Mars Sample Return is a joint NASA and ESA campaign to return samples from the Red Planet. NASA’s 2020 Mars rover mission Perseverance will collect Martian soils and rock samples and leave them on the surface in small metal tubes.
In 2026 NASA will launch an ESA rover to Mars to collect these tubes. Landing in 2028, the rover will then travel an average of 200 metres a day, over a period of six months to find and pick up the samples. It will collect up to 36 tubes, carry them back to the lander and place them in a Mars Ascent Vehicle which will launch them into orbit around Mars.
Another spacecraft developed by ESA (with a Nasa payload), the Earth Return Orbiter (ERO), will collect the samples from Martian orbit and return them to Earth.
Airbus in Stevenage is leading the Sample Fetch Rover project, following the completion of the ESA ExoMars rover which is now due to launch in the summer of 2022. The initial phase A and subsequent B1 studies for the Sample Fetch Rover have been underway at Airbus in Stevenage since July 2018.
Sophisticated algorithms for spotting the sample tubes on the Martian surface have already been developed by the industrial team led by Airbus, and a dedicated robotic arm with a grasping unit to pick up the tubes is being designed with a pool of European industries.
The accommodation on the NASA lander and the MSR surface mission profile impose new requirements to the SFR locomotion system, which will be equipped with four wheels, larger than the six flexible wheels used on the ExoMars Rover. Type, size and number of wheels has been chosen to better cope with the selected landing site terrain and with the speed and performance required to reach the depot location and return the samples in due time to the lander.

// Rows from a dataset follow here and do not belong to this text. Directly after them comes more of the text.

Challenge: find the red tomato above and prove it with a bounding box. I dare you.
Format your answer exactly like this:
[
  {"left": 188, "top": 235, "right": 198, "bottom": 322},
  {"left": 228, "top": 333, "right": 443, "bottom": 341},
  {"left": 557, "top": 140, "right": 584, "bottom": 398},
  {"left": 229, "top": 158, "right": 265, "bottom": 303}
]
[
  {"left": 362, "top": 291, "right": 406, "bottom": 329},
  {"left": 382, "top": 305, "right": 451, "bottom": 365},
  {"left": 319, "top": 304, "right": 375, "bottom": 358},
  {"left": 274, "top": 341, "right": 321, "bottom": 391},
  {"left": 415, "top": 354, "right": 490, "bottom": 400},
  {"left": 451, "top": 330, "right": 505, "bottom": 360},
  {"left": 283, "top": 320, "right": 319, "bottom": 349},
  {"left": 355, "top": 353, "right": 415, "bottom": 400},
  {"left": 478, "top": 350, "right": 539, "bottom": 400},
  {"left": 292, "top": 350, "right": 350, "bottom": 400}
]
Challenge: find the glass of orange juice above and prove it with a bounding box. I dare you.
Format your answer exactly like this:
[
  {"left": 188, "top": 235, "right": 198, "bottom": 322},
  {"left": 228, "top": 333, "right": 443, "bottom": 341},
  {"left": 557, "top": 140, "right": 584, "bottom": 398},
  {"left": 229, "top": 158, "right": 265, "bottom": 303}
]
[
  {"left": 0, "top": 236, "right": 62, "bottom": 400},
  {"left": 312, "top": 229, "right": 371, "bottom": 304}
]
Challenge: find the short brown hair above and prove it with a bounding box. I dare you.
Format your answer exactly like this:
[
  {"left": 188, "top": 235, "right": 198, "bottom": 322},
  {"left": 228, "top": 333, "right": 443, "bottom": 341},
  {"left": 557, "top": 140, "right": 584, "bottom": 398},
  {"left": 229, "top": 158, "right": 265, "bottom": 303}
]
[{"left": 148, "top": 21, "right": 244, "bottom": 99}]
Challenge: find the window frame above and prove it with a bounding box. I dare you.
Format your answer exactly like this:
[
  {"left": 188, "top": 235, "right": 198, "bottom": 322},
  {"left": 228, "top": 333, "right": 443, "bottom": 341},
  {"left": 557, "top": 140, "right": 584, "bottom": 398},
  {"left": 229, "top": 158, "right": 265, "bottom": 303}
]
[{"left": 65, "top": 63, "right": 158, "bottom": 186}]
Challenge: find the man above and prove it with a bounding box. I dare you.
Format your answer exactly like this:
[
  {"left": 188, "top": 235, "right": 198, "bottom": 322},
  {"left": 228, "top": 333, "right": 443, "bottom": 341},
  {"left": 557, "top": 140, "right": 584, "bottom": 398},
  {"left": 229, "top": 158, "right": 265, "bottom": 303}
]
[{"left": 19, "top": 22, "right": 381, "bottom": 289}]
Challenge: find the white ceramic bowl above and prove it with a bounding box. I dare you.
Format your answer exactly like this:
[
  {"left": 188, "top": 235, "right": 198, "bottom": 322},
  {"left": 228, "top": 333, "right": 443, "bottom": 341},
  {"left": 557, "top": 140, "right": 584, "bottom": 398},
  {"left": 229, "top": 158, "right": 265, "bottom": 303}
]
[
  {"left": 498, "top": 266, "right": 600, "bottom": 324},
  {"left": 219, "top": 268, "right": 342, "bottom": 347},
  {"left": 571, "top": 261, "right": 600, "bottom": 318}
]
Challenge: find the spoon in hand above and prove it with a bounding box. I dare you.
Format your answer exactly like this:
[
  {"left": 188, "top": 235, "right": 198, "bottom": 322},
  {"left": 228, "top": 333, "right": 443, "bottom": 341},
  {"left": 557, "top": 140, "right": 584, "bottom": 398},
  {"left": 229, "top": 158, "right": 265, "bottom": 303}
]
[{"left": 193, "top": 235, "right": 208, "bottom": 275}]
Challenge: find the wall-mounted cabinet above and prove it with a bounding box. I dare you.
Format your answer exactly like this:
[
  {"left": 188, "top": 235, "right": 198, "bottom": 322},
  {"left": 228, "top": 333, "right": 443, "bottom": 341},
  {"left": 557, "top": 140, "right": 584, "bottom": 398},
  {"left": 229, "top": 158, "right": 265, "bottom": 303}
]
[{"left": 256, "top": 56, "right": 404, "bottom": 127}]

Unlike the ExoMars rover Rosalind Franklin, which has six wheels, the Sample Fetch Rover will only have four wheels. This is in order to save mass and complexity – but it also presents challenges as the rover has to move more quickly than ExoMars and yet not get stuck on its journey across the surface.
The Sample Fetch Rover is required to travel more than 15 m across the Red Planet searching and collect up to 36 of the 43 sample tubes left by the Perseverance rover. The samples are due to land back on Earth in 2031.
The latest approval for the Mars Sample Return campaign was given by ESA at its Ministerial meeting in November 2019.
7 responses to “Airbus Wins Next Study Contract for Martian Sample Fetch Rover”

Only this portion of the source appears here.